Tre le priorità da affrontare: sicurezza alle frontiere e difesa con l’attenzione puntata anche sulla lotta al terrorismo, politica migratoria, crescita, investimenti e politiche anti-disoccupazione giovanile. Sono tutti temi che toccano i nervi scoperti di una società disorientata, impaurita, espropriata di un presente sicuro e di futuro certo. Ma sono anche tutti temi scanditi dalla profonda conflittualità di interessi e ambizioni tra Nord e Sud, tra Est e Ovest dell’Unione.
La secessione britannica con tutte le sue incognite, per gli inglesi e per gli europei, può dare una spinta alla ricostruzione a 27 ma non può essere il collante della nuova Europa a 27. Semmai rischia di essere il detonatore che mette ancora più a nudo le divisioni degli altri. Che siamo noi.

Il vertice di Bratislava non promette miracoli, perché sa di non poterli fare. In attesa del nuovo vertice Ue di dicembre e di quello di marzo in Italia nel sessantesimo del Trattato di Roma, proverà però a elaborare una tabella di marcia con tempi e modi per raggiungere per gradi gli obiettivi comuni.

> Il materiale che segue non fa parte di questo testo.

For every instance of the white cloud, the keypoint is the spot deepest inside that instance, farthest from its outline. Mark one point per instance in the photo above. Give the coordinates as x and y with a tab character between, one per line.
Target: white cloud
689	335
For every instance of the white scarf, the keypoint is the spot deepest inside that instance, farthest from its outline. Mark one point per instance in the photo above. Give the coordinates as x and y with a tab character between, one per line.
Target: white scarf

Anche questa ambizione minore non sarà facile da realizzare. Perché non è chiaro quanto sincera oggi sia la volontà di riconciliazione collettiva nonostante tutti, sia pure in modo confuso, avvertano l’esigenza di non affondare l’Europa di cui, nonostante tutto, tutti hanno bisogno.

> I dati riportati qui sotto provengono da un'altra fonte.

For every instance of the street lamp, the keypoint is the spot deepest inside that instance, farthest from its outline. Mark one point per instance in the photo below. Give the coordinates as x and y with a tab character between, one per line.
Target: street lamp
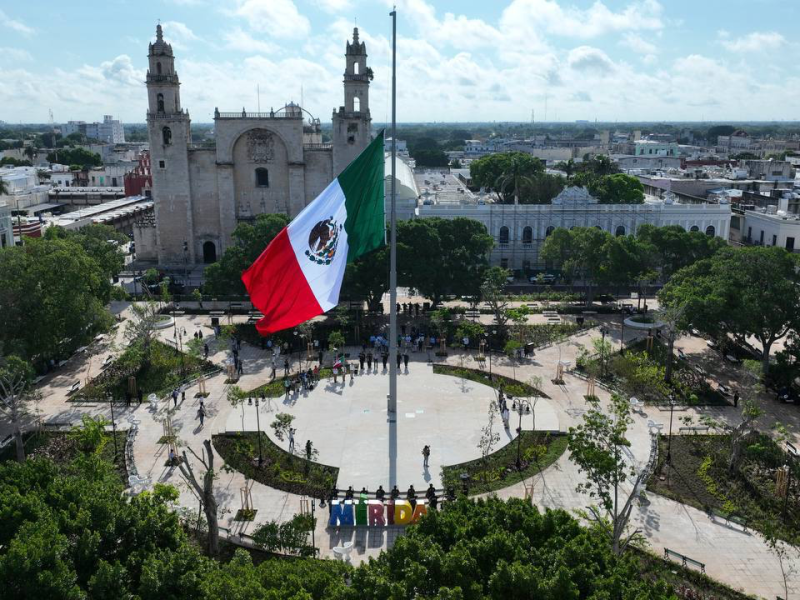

Lo scontro Est-Ovest farà scintille se il Lussemburgo reitererà l’auspicio dei giorni scorsi di espellere dall’Ue l’Ungheria, colpevole di non rispettare i valori europei per aver indetto un referendum per dire sì o no alle quote di redistribuzione dei rifugiati. D’altra parte il gruppo di Visegrad (Polonia, Ungheria, Cechia e Slovacchia) intende battersi sia per bloccare i flussi migratori in Bulgaria dalla Turchia sia per «rafforzare la legittimità degli Stati nazione», pur aprendo su esercito europeo e Frontex rafforzato.

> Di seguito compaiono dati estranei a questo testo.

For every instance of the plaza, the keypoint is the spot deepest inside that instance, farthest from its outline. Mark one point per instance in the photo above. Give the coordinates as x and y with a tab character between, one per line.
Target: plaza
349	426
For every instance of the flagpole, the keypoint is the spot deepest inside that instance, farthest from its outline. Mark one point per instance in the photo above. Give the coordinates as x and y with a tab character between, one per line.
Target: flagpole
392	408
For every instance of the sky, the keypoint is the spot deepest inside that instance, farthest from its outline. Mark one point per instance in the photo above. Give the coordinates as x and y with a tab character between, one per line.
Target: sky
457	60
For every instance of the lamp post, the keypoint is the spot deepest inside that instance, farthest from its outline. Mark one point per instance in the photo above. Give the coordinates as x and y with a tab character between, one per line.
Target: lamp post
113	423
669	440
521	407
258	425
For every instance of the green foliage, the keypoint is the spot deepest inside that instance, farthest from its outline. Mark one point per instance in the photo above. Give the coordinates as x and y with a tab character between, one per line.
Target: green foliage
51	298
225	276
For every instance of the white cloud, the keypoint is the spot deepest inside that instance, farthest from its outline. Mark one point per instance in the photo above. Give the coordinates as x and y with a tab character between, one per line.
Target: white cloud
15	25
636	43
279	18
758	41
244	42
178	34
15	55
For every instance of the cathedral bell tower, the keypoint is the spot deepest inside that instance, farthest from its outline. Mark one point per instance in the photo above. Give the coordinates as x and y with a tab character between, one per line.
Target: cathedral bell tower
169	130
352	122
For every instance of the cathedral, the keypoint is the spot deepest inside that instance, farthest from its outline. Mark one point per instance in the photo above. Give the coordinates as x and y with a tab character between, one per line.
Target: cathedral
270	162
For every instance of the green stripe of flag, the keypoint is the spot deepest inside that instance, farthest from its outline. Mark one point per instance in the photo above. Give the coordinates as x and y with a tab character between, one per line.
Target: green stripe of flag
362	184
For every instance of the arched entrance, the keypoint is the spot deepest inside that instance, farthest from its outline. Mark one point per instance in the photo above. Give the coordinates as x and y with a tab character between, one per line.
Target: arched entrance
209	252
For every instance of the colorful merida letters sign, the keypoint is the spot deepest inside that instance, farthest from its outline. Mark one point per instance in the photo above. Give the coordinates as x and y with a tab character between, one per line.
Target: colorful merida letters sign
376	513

Le frizioni Nord-Sud sono assicurate dopo gli attacchi tedeschi al recente vertice dei 7 mediterranei promosso dal greco Alexis Tsipras e alla luce degli eterni diverbi su stabilità e crescita, su flessibilità e regole, su investimenti e raddoppio del piano Juncker urgenti per stimolare la crescita troppo lenta e la pace sociale in bilico.

A parte il cantiere dell’euro-difesa che si vedrà come e quando verrà aperto e messo effettivamente al lavoro, tutti gli altri temi sono arci-noti e da sempre arci-divisivi. Non aiutano le prossime elezioni in Olanda, Francia e Germania che riducono tutti i margini di manovra. Per questo, se ci sarà, il calendario di Bratislava sarà comunque una conquista. Da verificare in seguito sul campo, naturalmente ma un primo segnale in controtendenza. Non sarebbe poco in questi tempi europei tanto grami.